VITE E FATTI MEMORABILI (ALMENO PER ORA)

VITE E FATTI MEMORABILI (ALMENO PER ORA)

Di immagine si può morire

di Guido Barlozzetti

 

Del caso di Chiara Ferragni si potrebbe fare a meno di discutere se non fosse che tocca una questione che tutti ci riguarda e cioè il rapporto tra l’immagine e la realtà, la comunicazione e l’etica. Una questione, dunque, che non è affatto o solo personale ma è il segno di una contraddizione che attraversa questo tempo in cui le tecnologie stanno invadendo la quotidianità della vita e finiamo per essere presi in un flusso rispetto al quale rischiano di latitare responsabilità e controlli.

Chi è Chiara Ferragni? È il marketing di se stessa, un progetto di vendita della propria immagine trasformata in un certificato di garanzia personalizzato rispetto a un supermarket che si offre all’acquisto. Insomma, una nuova professione da Re Mida di un catalogo on line, un tramite, un volto suadente e upperclass che appare con l’alone carismatico necessario, debitamente confezionato per diventare il grande sacerdote di un esercito di followers.

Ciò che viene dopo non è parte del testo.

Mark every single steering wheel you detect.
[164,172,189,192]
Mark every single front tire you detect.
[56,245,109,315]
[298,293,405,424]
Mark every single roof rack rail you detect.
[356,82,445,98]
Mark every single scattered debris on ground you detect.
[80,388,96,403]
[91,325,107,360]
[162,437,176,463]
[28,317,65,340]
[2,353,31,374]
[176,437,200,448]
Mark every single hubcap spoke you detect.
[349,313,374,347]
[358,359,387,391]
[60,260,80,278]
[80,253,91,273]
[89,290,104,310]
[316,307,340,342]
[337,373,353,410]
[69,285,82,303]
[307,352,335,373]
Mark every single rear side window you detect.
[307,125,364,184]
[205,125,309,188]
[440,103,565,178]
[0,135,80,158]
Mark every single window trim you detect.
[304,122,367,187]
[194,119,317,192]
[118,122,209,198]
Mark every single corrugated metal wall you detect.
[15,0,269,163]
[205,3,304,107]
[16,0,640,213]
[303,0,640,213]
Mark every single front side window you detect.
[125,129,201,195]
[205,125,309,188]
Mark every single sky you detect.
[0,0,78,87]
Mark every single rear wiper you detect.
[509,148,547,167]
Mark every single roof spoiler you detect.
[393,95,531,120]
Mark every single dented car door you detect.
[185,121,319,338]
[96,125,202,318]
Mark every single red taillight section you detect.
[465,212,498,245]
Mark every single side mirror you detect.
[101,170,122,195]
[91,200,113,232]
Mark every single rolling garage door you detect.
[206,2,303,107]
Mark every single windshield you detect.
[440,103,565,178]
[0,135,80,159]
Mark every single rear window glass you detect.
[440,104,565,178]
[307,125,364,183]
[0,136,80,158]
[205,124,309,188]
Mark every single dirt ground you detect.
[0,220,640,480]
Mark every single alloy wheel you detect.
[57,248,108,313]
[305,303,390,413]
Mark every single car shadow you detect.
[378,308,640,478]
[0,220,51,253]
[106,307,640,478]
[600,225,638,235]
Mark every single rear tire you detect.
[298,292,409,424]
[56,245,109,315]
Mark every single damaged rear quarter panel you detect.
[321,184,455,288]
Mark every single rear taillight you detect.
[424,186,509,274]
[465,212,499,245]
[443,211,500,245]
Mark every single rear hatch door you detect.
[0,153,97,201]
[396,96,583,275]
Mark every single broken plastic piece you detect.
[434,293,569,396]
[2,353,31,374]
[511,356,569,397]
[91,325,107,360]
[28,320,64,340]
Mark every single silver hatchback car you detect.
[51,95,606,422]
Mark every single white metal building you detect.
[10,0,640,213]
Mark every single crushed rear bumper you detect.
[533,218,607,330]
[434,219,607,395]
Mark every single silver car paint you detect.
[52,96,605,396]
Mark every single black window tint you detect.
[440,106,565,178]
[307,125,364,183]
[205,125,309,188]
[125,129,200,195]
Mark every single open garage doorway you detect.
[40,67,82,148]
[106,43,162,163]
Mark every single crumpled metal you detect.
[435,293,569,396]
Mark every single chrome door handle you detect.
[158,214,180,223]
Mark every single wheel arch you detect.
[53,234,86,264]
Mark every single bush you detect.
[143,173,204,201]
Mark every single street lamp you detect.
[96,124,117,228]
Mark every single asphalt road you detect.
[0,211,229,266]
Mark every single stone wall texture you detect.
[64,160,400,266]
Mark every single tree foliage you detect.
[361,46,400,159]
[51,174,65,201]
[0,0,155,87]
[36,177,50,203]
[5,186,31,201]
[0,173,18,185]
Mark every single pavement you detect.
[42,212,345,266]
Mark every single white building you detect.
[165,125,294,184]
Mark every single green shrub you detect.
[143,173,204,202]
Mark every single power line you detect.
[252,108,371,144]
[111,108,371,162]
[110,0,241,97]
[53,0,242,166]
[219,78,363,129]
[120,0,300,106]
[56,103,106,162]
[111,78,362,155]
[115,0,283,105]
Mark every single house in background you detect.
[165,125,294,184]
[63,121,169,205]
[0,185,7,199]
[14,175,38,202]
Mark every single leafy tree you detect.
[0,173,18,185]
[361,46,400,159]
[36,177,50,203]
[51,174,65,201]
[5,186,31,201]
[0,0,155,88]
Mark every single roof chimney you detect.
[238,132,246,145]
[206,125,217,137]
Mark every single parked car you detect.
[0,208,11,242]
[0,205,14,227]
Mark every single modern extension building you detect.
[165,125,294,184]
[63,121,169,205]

Milioni e milioni di seguaci che attendono la parola giusta, il consiglio giusto e soprattutto la possibilità di accedere a un mondo parallelo e luccicante grazie appunto all’intercessione di quella divinità (sia detto per marcarne uno statuto virtuale, custodito nel sopramondo della rete).

Naturalmente, tutto si regge su un equilibrio assai delicato tra un sistema di persuasione e un patto di fiducia, che di per sé non ha nulla di illegale, e però fluttua in questa strana dimensione tanto presente quanto aleatoria del digitale, dove si va a cementare un rapporto che propizia un’operazione commerciale.

Ferragni, da questo punto di vista, è l’immagine di una transazione, il passepartout suadente di una compravendita sofisticata e coinvolgente, resa autorevole da una sorta di fata che mette a disposizione un mondo e la possibilità di parteciparvi. Basta un click. Non hai inventato nulla, è solo l’ultima, raffinata e seducente versione di quella che una volta si chiamava réclame e pubblicità, i “consigli per gli acquisti” che annunciava Maurizio Costanzo e adesso diventano una vetrina con un testimonial-imbonitore. Poi, succede il patatrac, si mescolano due cose che non stanno sullo stesso piano il mercato e la beneficenza, la vendita di un prodotto e un’operazione di solidarietà, un’operazione di cassa e una generosità che si ammanta di etica.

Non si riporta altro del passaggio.